Istilah baru untuk mata uang bukanlah hal yang tabu di dunia Internasional. 
Pada 
pertengahan tahun 1990an, saat gue mendapat tugas ke negara Taiwan, gue dapati 
mata uang mereka adalah NT$ atau New Taiwan Dollar.

Intermezo: Sudah menjadi kebiasaan gue — sebelum ke luar negeri untuk jangka 
waktu lama — gue akan cari buku tentang negara tersebut untuk mengetahui adat 
istiadat, kebiasaan, dan sopan santun masyarakat di sana (dulu belum ada 
Internet boow… apalagi iBook di iPad… hihihi…). Sebelum berangkat ke Taiwan, 
gue 
sudah harus tahu DOs dan DON’Ts sebelum berbaur pada lingkungan baru atau 
masyarakat lokal.

Kembali ke New Taiwan Dollar: kalau kita mendengar istilah “New”, rasa 
penasaran 
pasti akan mengarah pada “…apa dunk kalo gitu yang Old?”. Buku yang gue baca 
tentang negara Taiwan menjelaskan, bahwa New Taiwan Dollar memang untuk 
menggantikan Taiwan Dollar yang “Old”. Begini ceritanya: Bank of Taiwan (BI-nya 
negara Taiwan) pada tanggal 15 Juni 1949, mengganti mata uang T$40,000 (baca: 
empat puluh ribu Taiwan Dollar) menjadi NT$1 (baca: satu New Taiwan Dollar).

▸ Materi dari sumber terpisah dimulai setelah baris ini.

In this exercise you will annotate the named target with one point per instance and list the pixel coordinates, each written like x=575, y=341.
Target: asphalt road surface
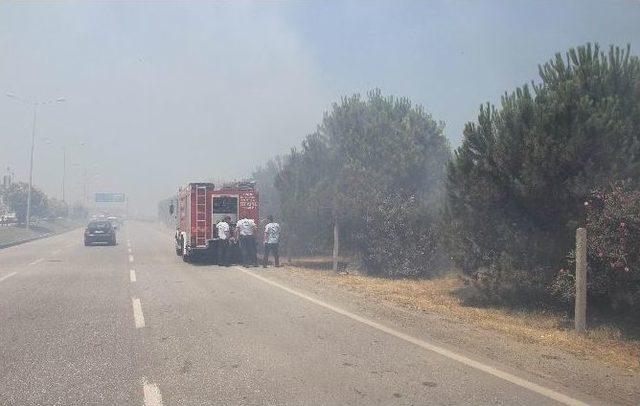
x=134, y=325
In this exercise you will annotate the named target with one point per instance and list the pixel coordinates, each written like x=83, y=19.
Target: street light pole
x=64, y=172
x=33, y=146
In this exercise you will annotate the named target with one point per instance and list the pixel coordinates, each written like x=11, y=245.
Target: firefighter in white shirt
x=223, y=241
x=271, y=242
x=246, y=234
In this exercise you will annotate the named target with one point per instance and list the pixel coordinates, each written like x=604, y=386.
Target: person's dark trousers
x=248, y=247
x=271, y=248
x=223, y=252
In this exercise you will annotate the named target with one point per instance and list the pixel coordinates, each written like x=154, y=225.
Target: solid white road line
x=137, y=313
x=550, y=393
x=7, y=276
x=152, y=395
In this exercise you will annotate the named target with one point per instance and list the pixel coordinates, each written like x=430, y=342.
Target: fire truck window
x=225, y=205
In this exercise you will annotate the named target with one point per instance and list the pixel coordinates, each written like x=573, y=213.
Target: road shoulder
x=607, y=382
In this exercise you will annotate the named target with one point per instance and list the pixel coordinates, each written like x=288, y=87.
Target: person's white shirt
x=246, y=226
x=272, y=233
x=223, y=230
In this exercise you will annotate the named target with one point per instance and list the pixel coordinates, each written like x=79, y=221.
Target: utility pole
x=33, y=146
x=581, y=281
x=64, y=172
x=35, y=105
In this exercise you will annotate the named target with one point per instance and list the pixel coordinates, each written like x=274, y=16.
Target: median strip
x=7, y=276
x=152, y=395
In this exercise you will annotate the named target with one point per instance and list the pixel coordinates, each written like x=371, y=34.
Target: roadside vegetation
x=559, y=153
x=50, y=215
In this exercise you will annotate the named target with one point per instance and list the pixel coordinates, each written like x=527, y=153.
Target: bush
x=398, y=239
x=613, y=234
x=517, y=184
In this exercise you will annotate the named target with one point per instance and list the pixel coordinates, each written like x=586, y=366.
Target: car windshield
x=99, y=225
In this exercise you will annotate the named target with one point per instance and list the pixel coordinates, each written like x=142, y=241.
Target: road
x=134, y=325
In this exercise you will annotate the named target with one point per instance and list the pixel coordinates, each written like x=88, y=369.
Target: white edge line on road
x=7, y=276
x=137, y=312
x=152, y=395
x=550, y=393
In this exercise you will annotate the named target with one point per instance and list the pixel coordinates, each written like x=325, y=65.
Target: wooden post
x=336, y=245
x=581, y=281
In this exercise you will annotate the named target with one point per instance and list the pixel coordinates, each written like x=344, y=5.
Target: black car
x=100, y=231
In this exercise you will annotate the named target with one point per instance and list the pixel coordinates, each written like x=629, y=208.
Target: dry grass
x=603, y=343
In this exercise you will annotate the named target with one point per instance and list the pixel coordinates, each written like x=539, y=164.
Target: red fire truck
x=200, y=206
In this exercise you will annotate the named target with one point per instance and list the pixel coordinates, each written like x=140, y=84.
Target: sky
x=159, y=94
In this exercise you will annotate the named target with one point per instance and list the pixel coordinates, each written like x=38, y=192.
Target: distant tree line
x=15, y=196
x=555, y=155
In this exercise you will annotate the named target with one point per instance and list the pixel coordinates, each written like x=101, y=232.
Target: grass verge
x=605, y=343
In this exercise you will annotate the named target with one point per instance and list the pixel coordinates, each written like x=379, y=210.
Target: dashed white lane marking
x=137, y=313
x=152, y=395
x=550, y=393
x=7, y=276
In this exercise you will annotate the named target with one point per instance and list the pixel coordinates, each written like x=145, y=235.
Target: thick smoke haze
x=161, y=94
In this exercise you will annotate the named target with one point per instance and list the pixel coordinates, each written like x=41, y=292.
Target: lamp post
x=35, y=105
x=65, y=147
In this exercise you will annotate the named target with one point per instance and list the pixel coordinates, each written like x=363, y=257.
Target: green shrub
x=613, y=234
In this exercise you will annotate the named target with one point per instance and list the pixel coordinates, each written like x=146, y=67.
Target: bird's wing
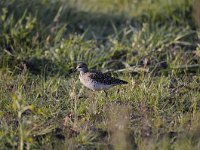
x=105, y=79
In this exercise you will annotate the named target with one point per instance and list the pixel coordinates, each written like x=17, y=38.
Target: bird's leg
x=106, y=93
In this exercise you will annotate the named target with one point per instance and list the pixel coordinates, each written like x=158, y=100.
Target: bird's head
x=82, y=67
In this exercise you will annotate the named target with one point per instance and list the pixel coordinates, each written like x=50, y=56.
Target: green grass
x=152, y=44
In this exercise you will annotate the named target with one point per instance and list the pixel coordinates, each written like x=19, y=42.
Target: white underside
x=95, y=86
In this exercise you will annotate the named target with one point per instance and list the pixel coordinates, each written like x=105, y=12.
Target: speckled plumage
x=96, y=80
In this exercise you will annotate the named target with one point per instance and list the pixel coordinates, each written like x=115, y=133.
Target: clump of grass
x=151, y=44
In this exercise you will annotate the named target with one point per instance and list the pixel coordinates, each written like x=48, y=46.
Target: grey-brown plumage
x=96, y=80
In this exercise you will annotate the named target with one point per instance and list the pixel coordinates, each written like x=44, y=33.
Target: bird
x=97, y=81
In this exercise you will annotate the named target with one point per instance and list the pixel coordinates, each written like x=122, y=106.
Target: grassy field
x=152, y=44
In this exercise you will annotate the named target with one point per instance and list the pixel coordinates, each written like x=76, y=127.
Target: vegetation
x=152, y=44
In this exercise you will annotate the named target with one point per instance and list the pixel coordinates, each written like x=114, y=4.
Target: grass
x=154, y=45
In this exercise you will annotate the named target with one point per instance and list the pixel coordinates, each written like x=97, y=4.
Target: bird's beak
x=75, y=70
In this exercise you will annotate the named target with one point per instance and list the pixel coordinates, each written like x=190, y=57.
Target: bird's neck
x=82, y=72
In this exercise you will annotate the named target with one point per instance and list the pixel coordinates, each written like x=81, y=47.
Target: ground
x=152, y=44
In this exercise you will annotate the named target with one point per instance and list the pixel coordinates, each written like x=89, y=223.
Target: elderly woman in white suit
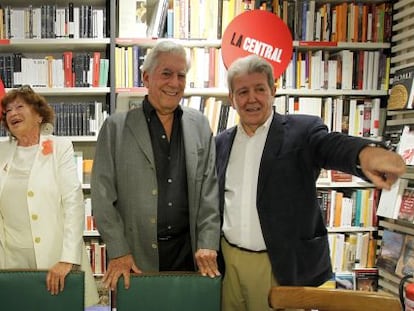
x=41, y=199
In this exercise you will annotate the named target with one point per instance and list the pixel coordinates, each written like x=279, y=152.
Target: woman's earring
x=46, y=128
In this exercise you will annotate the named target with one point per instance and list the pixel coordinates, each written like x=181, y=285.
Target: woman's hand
x=55, y=279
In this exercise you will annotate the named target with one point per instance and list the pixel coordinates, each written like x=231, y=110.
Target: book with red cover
x=338, y=176
x=96, y=68
x=68, y=68
x=406, y=211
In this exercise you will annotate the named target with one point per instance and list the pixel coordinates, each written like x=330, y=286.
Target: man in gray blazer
x=267, y=168
x=154, y=187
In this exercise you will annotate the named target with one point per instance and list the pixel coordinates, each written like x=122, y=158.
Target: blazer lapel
x=136, y=123
x=274, y=142
x=7, y=150
x=190, y=144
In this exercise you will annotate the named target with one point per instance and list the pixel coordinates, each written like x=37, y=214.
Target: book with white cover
x=132, y=19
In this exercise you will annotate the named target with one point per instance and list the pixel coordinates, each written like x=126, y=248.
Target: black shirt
x=174, y=242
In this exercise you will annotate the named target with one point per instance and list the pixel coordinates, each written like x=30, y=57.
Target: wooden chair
x=326, y=299
x=172, y=291
x=22, y=290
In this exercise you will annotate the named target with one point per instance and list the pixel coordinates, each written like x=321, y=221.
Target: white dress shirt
x=241, y=224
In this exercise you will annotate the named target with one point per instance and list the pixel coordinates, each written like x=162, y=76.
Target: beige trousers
x=247, y=280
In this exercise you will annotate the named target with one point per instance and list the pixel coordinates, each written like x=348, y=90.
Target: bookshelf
x=35, y=40
x=402, y=45
x=117, y=97
x=376, y=49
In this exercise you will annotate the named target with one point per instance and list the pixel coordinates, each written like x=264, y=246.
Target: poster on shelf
x=248, y=33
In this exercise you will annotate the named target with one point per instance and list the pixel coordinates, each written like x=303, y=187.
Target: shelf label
x=258, y=32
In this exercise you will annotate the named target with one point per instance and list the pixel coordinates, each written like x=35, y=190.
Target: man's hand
x=207, y=262
x=55, y=278
x=382, y=167
x=117, y=267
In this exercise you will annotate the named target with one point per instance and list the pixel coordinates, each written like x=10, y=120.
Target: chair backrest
x=22, y=290
x=170, y=291
x=325, y=299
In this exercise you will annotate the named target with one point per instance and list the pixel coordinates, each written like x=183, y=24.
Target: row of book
x=352, y=250
x=354, y=116
x=313, y=70
x=346, y=21
x=96, y=252
x=396, y=254
x=51, y=21
x=364, y=279
x=81, y=69
x=398, y=202
x=307, y=20
x=75, y=119
x=207, y=67
x=78, y=118
x=349, y=207
x=344, y=70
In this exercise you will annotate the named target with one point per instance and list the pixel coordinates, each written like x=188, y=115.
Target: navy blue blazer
x=296, y=148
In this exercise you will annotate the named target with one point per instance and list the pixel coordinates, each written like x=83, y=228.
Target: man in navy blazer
x=273, y=230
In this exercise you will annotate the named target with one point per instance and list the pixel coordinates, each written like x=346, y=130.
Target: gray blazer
x=124, y=186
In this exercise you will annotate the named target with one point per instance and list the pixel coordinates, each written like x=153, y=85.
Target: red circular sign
x=258, y=32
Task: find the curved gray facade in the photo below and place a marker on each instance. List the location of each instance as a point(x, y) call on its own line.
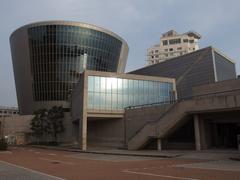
point(48, 58)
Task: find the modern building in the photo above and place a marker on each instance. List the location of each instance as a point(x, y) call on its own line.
point(80, 67)
point(48, 58)
point(8, 111)
point(189, 101)
point(100, 99)
point(172, 45)
point(204, 66)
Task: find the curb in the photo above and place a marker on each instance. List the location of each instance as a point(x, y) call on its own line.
point(105, 153)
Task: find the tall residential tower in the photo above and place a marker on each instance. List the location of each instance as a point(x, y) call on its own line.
point(172, 45)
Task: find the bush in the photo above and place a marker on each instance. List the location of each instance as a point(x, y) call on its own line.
point(3, 145)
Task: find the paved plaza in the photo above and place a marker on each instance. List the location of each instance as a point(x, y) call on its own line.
point(23, 163)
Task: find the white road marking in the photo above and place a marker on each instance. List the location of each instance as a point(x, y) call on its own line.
point(5, 152)
point(54, 160)
point(51, 154)
point(159, 175)
point(33, 171)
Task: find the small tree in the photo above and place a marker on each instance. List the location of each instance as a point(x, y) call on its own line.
point(39, 123)
point(55, 122)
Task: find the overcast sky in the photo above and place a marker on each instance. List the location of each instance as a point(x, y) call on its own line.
point(139, 22)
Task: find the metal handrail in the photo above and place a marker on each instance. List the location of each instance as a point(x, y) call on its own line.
point(179, 100)
point(174, 104)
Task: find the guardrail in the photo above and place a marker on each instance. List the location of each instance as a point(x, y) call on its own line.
point(179, 100)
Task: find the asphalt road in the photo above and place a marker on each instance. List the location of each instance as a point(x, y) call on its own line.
point(22, 163)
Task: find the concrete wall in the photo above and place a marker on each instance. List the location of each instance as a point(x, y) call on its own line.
point(106, 132)
point(189, 70)
point(16, 128)
point(225, 69)
point(137, 118)
point(222, 86)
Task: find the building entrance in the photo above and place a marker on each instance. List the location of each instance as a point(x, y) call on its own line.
point(224, 135)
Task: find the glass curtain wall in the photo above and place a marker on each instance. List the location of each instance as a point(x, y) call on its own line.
point(110, 93)
point(57, 54)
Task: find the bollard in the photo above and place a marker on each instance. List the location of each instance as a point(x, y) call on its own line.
point(238, 140)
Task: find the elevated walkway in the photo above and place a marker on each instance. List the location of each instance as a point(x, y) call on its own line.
point(176, 114)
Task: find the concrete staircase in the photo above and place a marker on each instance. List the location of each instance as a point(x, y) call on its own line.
point(176, 114)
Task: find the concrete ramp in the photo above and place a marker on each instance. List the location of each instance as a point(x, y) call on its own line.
point(177, 113)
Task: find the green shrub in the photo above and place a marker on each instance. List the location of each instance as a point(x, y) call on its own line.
point(3, 145)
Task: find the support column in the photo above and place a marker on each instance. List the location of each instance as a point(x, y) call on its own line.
point(159, 144)
point(197, 133)
point(83, 133)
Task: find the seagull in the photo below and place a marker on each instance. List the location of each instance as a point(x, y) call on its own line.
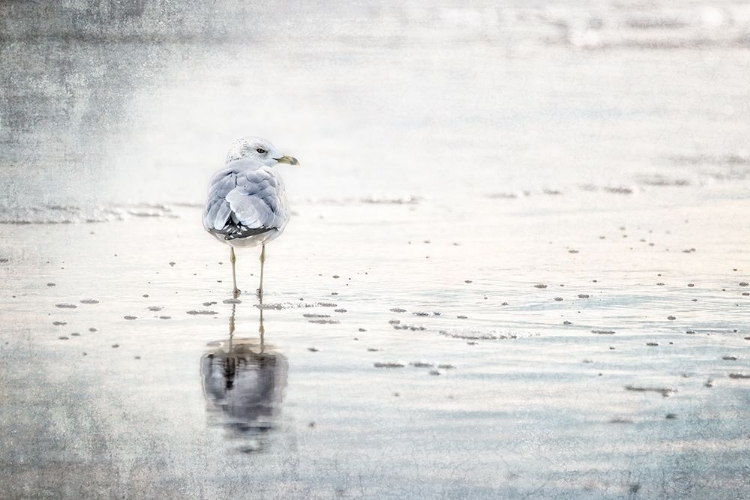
point(246, 204)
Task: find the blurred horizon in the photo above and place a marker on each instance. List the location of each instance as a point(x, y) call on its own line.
point(108, 101)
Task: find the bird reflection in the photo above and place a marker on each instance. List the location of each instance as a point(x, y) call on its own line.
point(243, 381)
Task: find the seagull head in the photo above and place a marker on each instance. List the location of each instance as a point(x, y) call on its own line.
point(259, 150)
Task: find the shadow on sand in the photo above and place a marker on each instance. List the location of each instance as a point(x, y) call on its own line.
point(243, 383)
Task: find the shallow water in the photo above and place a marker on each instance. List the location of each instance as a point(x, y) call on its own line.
point(517, 265)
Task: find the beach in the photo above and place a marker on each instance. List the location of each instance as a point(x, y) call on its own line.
point(517, 264)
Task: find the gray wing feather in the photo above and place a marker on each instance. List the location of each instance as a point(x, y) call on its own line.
point(242, 201)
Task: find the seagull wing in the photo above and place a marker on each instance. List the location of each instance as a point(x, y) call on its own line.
point(245, 201)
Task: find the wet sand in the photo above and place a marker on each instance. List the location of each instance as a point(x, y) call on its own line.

Selain Taiwan, Turki pada tahun 2005 juga melakukan redominasi mata uang 
Lira-nya. Bahkan angkanya lebih hebat lagi: 1.000.000TL (baca: satu juta 
Turkish 
Lira) menjadi 1YTL (baca: satu New Turkish Lira). Wow! Alasan redominasi mata 
uang negara Taiwan dan Turki sama yaitu hiper-inflasi.

Rencana redenominasi oleh BI saat ini kondisinya berbeda dengan Taiwan dan 
Turki, karena inflasi negara Indonesia masih sebesar single-digit. Official 
Website BI melaporkan bahwa inflasi Indonesia pada bulan Juli 2010 selama 
setahun terakhir adalah 6,22%. Walaupun negara Taiwan dan Turki melakukan 
redominasi karena mereka saat itu sedang mengalami hiper-inflasi, namun yang 
ingin gue sampaikan adalah: sejatinya tidak tabu merubah angka dan istilah mata 
uang pada sebuah negara, selama lebih banyak manfaatnya alih-alih mudharatnya.

Kembali ke Rp. versus Rb.: apabila redenominasi jadi diberlakukan, maka negara 
Indonesia akan memiliki 2 versi mata uang pada saat masa transisi diberlakukan 
BI. Selama beberapa tahun ke depan, Rp.1.000,- (baca: seribu Rupiah) akan sama 
nilainya dengan Rb.1,- (baca: satu Rupiah Baru). Kedua mata uang tersebut akan 
berlaku sebagai alat pembayaran yang sah di wilayah hukum Indonesia, sampai 
masa 
transisi dinyatakan selesai oleh BI.

Lalu bagaimana dengan uang yang nilainya di bawah Rp.1.000,-? Ini pertanyaan 
yang sama dengan komentar teman gue terhadap status facebook di atas:

“…Kalo beli permen Rp.500,- jadi Rp.0,5 gt ya San ? aneh bener..kalo Rp.200,- 
jadi Rp.0,2 he he…”

Sebenarnya gak ada yang aneh. Sejarah telah mencatat, Indonesia pernah memiliki 
uang dengan satuan di bawah Rp.1,-. Maka, apabila redenominasi terjadi, bisa 
jadi akan ada Rb.0,50 yang berarti “50 sen Rupiah Baru” senilai Rp.500,00; dan 
akan ada Rb.0,20 yang berarti “20 sen Rupiah Baru” senilai Rp.200,00.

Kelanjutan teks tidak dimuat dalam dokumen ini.